12. Various special duties as commissioner of District of Columbia, superintendent military academy, commandant engineer school, instructors at both of these schools, attaches to several foreign legations, for the collection of military information, etc.

It would, of course, exceed the proper limits of a single lecture to go into the details of these many duties, but we may take only a passing glance at most of them, and give more special attention to a few that may involve some points of interest. Perhaps the most interesting branch of the subject would be that of permanent fortifications, or what amounts to almost the same thing in this country, sea coast defenses. And here our trouble begins, for, while civil engineers have constant experience to guide them, their roads, bridges, and other structures being in constant use, the military engineer has only now and then, at long intervals, a war or a siege of sufficient extent to furnish data upon which he can safely plan or build his structures. Imagine a civil engineer designing a bridge, road, or a dam to meet some possible future demand, without having seen such a structure used for twenty years or more, and you can form some estimate of the delightful uncertainties that surround the military engineer when called upon to design a modern fort. The proving ground shows him that radical improvements are necessary, but actual service conditions are almost entirely wanting, and such as we have contradict many of the proving ground theories. Thus we have the records of shot going through 25 inches of iron or 25 feet of concrete on the proving ground; but such actual service tests as the bombardment of Fort Sumter, Fort Fisher, and the forts at Alexandria contradict this entirely, and indicate that, except for the moral effect, our old forts, with modern guns in them and some additional strengthening at their weaker points, would answer all purposes so far as bombardment from fleets is concerned. This is not saying that the forts are good enough in their present condition, but simply that they can readily be made far superior in strength, both offensive and defensive, to any fleet that could possibly be provided at anything like the same expense, or in fact at any expense that would be justified by the condition of our treasury, either past, present, or probable future.

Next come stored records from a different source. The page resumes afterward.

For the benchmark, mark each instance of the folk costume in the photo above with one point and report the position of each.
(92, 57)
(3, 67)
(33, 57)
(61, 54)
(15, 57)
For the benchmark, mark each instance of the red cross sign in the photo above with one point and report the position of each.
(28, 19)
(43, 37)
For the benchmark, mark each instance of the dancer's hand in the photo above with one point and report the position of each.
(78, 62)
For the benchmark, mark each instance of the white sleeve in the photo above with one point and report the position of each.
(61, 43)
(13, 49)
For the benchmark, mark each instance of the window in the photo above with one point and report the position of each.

It might be added that a still more serious difficulty in the way of the military engineer, so far as practice and its consequent experiences are concerned, is that for many years past, until quite recently, there have been no funds either for experiments or actual work on fortifications, so that very little has been done on them during the last twenty years.

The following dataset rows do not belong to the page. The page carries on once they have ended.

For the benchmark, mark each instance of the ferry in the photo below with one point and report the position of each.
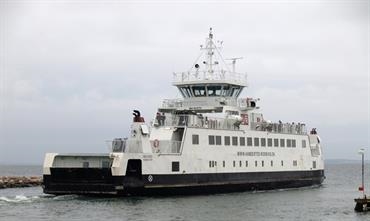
(209, 141)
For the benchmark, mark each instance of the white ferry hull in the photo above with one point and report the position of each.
(100, 182)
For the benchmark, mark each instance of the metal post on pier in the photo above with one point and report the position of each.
(362, 204)
(362, 187)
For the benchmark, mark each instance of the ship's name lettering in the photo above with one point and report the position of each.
(256, 154)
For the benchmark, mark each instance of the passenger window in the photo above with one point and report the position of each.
(269, 142)
(175, 166)
(242, 141)
(235, 141)
(282, 143)
(293, 143)
(195, 139)
(218, 140)
(256, 142)
(249, 141)
(288, 143)
(211, 140)
(263, 142)
(227, 140)
(303, 143)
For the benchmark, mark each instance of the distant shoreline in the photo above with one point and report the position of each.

Without going into the question of the necessity for sea coast defenses, we may assume that an enemy is likely to come into one of our harbors and that it is desirable to keep him out. What provisions must be made to accomplish this, i.e., to secure the safety of the harbors and the millions of dollars' worth of destructible property concentrated at the great trade centers that are usually located upon those harbors? We must first take a look at the enemy and see what he is like before we can decide what will be needed to repel his attack. For this purpose we need not draw on the imagination, but we may simply examine some of the more recent armadas sent to bombard seaports. For example, the fleet sent by Great Britain to bombard the Egyptian city of Alexandria, in 1882. This fleet consisted of eight heavy ironclad ships of from 5,000 to 11,000 tons displacement and five or six smaller vessels; and the armament of this squadron numbered more than one hundred guns of all calibers, from the sixteen inch rifle down to the seven inch rifle, besides several smaller guns. But this fleet represented only a small fraction of England's naval power. During some recent evolutions she turned out thirty-six heavy ironclads and forty smaller vessels and torpedo boats. The crews of these vessels numbered nearly 19,000 officers and men, or about three times the entire number in our navy. Such a fleet, or, more likely, a much larger one, might appear at the entrance say of New York harbor within ten days after a declaration of war, and demand whatever the nation to which it belonged might choose, with the alternative of bombardment.